I still remember a TV commercial for Kettle chips in the 90s that showed a single elderly man sitting in a warehouse surrounded by mounds of potatoes painstakingly whittling each one down into a single translucent slice. As the old man admired his handiwork the scene cut to a group of young people grabbing fistfuls of chips at crowded party followed by the tagline – ‘cooked by hand, eaten by the handful’. It’s dark humour for a potato chip promotion but in Morocco’s traditional tanneries you can see the real analogue.
Watching men treading hides in the vats in Chouara or women painstakingly sewing silk buttons in Sefrou you realise that ‘hand made’ can encompass a whole tragedy in just two words. In the west, to alleviate our guilt, we tell ourselves that our purchasing decisions create ‘economic opportunities’. But we’re also addicted to cheap clothing and apparel with supply chains that even the most ethically-minded brands can’t adequately police.

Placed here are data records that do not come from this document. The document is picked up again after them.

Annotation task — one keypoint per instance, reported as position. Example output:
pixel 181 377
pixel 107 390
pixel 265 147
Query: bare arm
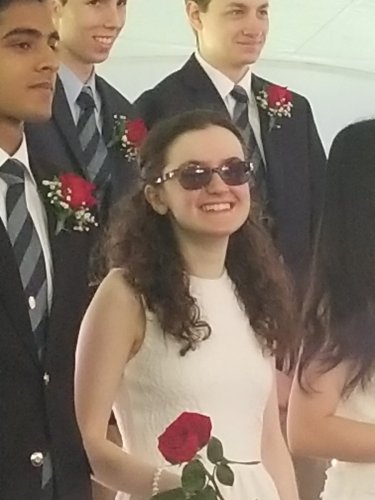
pixel 111 332
pixel 275 454
pixel 313 428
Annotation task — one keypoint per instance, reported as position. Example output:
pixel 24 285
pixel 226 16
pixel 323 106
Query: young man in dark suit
pixel 79 135
pixel 41 452
pixel 286 150
pixel 288 154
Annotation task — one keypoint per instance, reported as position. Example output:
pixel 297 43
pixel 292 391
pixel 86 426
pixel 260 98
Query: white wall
pixel 338 96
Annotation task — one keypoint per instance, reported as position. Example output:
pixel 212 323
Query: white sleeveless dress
pixel 227 378
pixel 346 480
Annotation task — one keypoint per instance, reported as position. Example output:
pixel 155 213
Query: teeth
pixel 105 40
pixel 216 207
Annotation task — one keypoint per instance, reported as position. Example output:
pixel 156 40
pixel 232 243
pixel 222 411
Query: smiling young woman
pixel 189 318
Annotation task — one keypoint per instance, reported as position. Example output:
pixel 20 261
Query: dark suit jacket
pixel 36 402
pixel 294 156
pixel 56 142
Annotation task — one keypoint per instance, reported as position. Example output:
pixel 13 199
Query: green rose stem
pixel 211 477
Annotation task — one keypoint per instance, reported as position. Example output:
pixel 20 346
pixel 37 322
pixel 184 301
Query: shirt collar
pixel 21 155
pixel 223 84
pixel 73 85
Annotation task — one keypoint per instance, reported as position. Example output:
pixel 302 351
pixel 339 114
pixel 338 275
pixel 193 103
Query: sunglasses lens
pixel 236 173
pixel 195 177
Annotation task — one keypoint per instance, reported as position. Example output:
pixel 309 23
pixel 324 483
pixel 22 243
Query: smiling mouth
pixel 106 41
pixel 217 207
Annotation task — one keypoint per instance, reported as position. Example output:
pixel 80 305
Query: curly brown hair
pixel 143 244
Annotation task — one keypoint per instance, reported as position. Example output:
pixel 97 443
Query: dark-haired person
pixel 168 329
pixel 332 409
pixel 41 452
pixel 79 136
pixel 289 156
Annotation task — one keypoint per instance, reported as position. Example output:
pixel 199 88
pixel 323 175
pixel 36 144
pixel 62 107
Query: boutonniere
pixel 72 200
pixel 277 101
pixel 128 135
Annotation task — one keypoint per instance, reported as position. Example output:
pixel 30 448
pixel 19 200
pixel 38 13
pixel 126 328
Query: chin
pixel 39 115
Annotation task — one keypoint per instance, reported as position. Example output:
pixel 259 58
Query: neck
pixel 11 132
pixel 205 258
pixel 234 73
pixel 81 69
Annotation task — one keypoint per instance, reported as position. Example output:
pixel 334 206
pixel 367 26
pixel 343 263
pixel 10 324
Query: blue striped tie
pixel 27 250
pixel 93 147
pixel 241 120
pixel 31 264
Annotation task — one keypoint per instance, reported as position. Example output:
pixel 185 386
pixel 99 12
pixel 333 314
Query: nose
pixel 216 185
pixel 114 17
pixel 49 60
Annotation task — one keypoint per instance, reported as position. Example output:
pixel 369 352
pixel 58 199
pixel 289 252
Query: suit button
pixel 46 378
pixel 37 459
pixel 32 302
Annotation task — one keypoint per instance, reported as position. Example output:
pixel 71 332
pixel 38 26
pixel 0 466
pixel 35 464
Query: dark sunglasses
pixel 193 176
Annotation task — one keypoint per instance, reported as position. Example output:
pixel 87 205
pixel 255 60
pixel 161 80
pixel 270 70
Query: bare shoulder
pixel 115 291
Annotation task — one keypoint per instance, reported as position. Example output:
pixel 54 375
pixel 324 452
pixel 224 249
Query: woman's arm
pixel 275 455
pixel 313 428
pixel 111 333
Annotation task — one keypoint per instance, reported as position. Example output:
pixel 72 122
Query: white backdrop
pixel 338 96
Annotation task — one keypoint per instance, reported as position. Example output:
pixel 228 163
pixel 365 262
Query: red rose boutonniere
pixel 129 135
pixel 181 443
pixel 71 197
pixel 277 101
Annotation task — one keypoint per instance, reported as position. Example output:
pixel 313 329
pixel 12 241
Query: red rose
pixel 78 189
pixel 277 94
pixel 136 131
pixel 184 437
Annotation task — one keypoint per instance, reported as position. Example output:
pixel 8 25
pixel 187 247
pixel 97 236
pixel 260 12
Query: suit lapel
pixel 12 295
pixel 107 109
pixel 274 151
pixel 62 115
pixel 205 94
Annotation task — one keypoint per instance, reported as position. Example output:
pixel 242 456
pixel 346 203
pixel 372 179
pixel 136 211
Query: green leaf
pixel 207 494
pixel 215 453
pixel 176 494
pixel 225 475
pixel 193 476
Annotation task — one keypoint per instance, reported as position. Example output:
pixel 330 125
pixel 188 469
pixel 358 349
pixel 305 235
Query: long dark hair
pixel 339 311
pixel 143 244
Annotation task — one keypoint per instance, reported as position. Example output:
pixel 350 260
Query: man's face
pixel 232 33
pixel 89 28
pixel 28 61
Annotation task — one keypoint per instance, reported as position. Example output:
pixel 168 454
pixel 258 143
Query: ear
pixel 194 15
pixel 57 7
pixel 154 196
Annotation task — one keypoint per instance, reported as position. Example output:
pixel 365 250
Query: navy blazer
pixel 36 402
pixel 56 142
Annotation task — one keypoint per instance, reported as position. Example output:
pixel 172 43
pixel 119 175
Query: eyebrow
pixel 30 32
pixel 244 6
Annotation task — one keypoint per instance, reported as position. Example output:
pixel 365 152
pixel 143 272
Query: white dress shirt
pixel 34 206
pixel 224 86
pixel 73 87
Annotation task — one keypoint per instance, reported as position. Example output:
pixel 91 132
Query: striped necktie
pixel 27 250
pixel 241 120
pixel 31 264
pixel 93 147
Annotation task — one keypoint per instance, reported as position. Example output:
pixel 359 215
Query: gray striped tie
pixel 241 120
pixel 27 250
pixel 30 260
pixel 93 147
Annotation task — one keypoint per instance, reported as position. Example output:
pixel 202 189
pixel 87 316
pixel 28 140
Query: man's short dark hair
pixel 4 4
pixel 202 4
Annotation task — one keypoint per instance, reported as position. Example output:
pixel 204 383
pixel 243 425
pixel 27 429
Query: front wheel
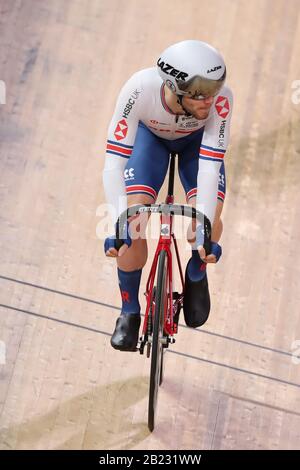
pixel 157 337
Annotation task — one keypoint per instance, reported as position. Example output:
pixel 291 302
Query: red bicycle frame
pixel 164 243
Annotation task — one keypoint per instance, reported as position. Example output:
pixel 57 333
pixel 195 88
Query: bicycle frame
pixel 165 243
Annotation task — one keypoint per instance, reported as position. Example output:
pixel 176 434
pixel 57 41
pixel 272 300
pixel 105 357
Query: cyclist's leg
pixel 144 175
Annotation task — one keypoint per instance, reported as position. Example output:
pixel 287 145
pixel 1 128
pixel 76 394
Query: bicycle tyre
pixel 157 347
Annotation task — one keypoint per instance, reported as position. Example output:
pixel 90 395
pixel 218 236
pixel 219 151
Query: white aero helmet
pixel 192 68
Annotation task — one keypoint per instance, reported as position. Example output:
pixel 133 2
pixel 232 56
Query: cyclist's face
pixel 198 108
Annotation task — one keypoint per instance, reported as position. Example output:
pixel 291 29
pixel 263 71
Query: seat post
pixel 171 177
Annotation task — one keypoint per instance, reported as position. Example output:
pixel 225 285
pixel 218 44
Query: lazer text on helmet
pixel 170 70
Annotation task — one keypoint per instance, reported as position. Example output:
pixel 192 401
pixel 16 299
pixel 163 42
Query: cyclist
pixel 183 106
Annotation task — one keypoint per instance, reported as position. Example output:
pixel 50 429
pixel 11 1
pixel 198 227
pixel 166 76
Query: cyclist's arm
pixel 121 135
pixel 213 147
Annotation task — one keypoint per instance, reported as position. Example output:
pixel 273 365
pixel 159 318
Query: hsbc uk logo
pixel 121 130
pixel 221 140
pixel 222 106
pixel 129 174
pixel 221 180
pixel 130 103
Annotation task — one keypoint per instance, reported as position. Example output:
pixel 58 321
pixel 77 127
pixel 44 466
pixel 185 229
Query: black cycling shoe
pixel 196 301
pixel 125 336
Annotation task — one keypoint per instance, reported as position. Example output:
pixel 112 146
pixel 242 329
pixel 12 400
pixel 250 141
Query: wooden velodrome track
pixel 233 384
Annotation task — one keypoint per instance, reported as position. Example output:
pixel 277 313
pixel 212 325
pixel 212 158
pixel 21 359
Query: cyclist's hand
pixel 216 250
pixel 110 244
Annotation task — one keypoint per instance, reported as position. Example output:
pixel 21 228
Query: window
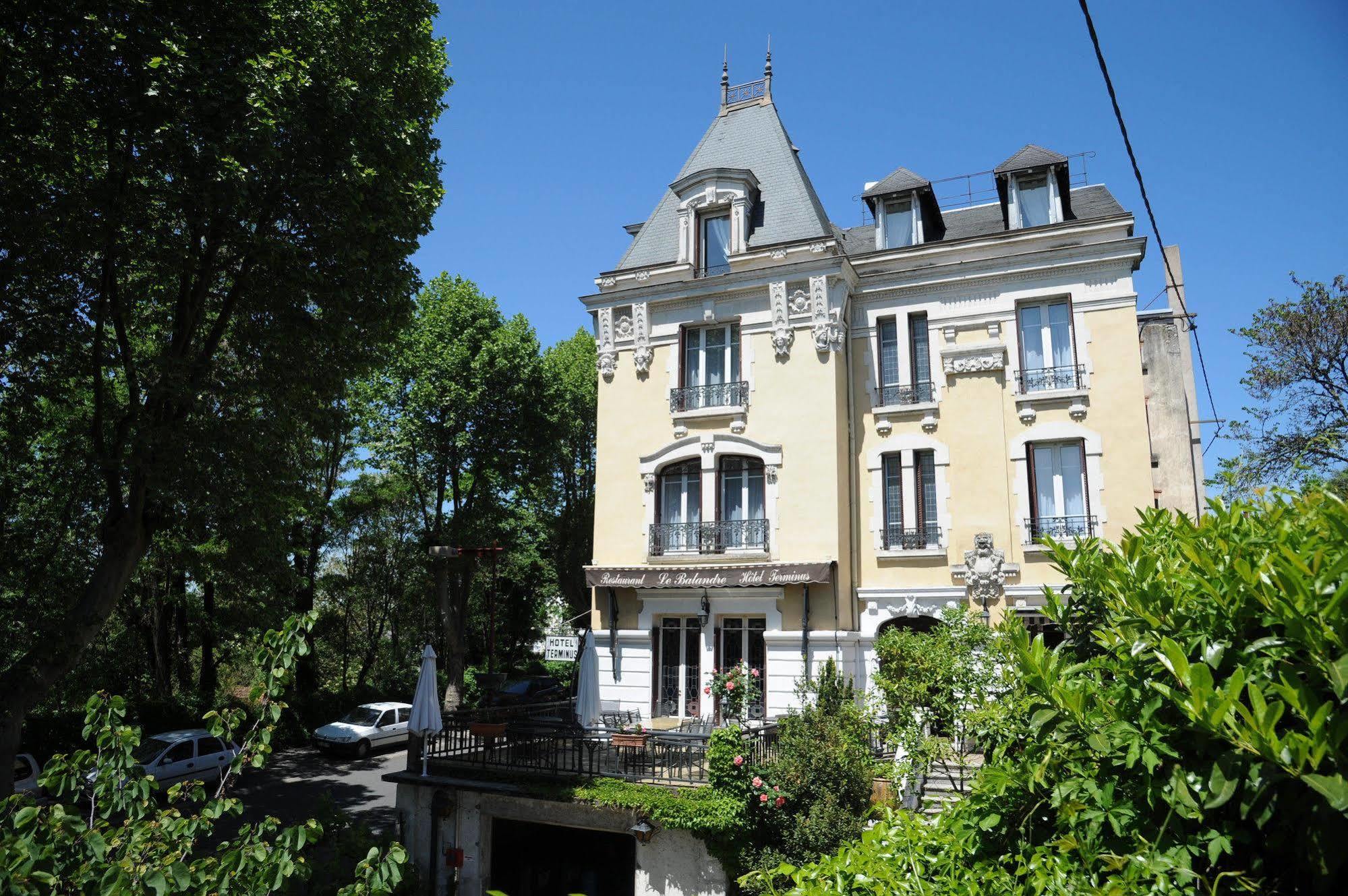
pixel 925 533
pixel 680 667
pixel 711 369
pixel 900 224
pixel 716 243
pixel 742 519
pixel 920 361
pixel 1048 357
pixel 740 640
pixel 920 356
pixel 1060 503
pixel 1033 200
pixel 680 508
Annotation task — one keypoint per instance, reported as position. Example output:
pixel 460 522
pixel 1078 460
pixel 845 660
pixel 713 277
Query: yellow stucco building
pixel 809 433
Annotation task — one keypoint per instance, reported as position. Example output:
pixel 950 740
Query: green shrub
pixel 1191 739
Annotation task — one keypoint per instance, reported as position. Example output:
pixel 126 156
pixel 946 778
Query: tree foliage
pixel 1299 375
pixel 1194 744
pixel 209 212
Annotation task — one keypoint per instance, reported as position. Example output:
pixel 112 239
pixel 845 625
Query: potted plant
pixel 633 735
pixel 736 689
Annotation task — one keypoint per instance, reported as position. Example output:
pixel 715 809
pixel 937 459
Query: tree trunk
pixel 209 677
pixel 125 538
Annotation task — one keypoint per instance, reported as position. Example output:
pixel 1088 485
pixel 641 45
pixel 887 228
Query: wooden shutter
pixel 1029 479
pixel 655 669
pixel 1086 484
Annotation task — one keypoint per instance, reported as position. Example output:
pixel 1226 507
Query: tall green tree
pixel 460 413
pixel 1299 378
pixel 204 205
pixel 569 369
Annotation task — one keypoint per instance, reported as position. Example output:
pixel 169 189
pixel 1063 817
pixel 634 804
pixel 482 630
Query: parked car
pixel 26 771
pixel 193 754
pixel 534 689
pixel 364 728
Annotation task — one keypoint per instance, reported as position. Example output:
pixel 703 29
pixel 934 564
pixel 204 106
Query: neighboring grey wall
pixel 673 864
pixel 1172 402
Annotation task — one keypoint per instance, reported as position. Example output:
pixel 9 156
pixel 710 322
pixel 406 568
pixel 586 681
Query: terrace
pixel 545 740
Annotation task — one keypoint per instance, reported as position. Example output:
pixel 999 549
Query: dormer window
pixel 901 220
pixel 716 243
pixel 1033 200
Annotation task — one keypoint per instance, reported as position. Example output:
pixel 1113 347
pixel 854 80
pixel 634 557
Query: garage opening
pixel 549 860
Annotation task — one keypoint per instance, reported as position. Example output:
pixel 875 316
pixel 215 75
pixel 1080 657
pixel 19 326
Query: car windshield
pixel 150 748
pixel 361 716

The tragedy of places like Chouara is that they’re kept running mainly to sell this perverse idea of authenticity. The Moroccan leather industry is worth $40 million USD a year. The vast majority of their exported leather comes from modern factories with high tech filtering systems that extract chromium and recycle water. The kneading is done by machine and the workers use power tools to scrape the hides. The finished material is exported to places like Italy and Spain to be converted into luxury shoes and handbags. In Fes alone there are roughly 50 of these modern tanneries but they don’t offer tours and they don’t sell directly to the public. They do, however, benefit from the mystique of the traditional tanneries and the sense of authenticity that western consumers crave.
*Exposure to hexavalent chromium was revealed to have caused a raft of cancers and genetic abnormalities in the small town of Hinkley in California in the early 1990s. The resulting class-action lawsuit was made famous by Steven Soderbergh’s 2000 film Erin Brokovich.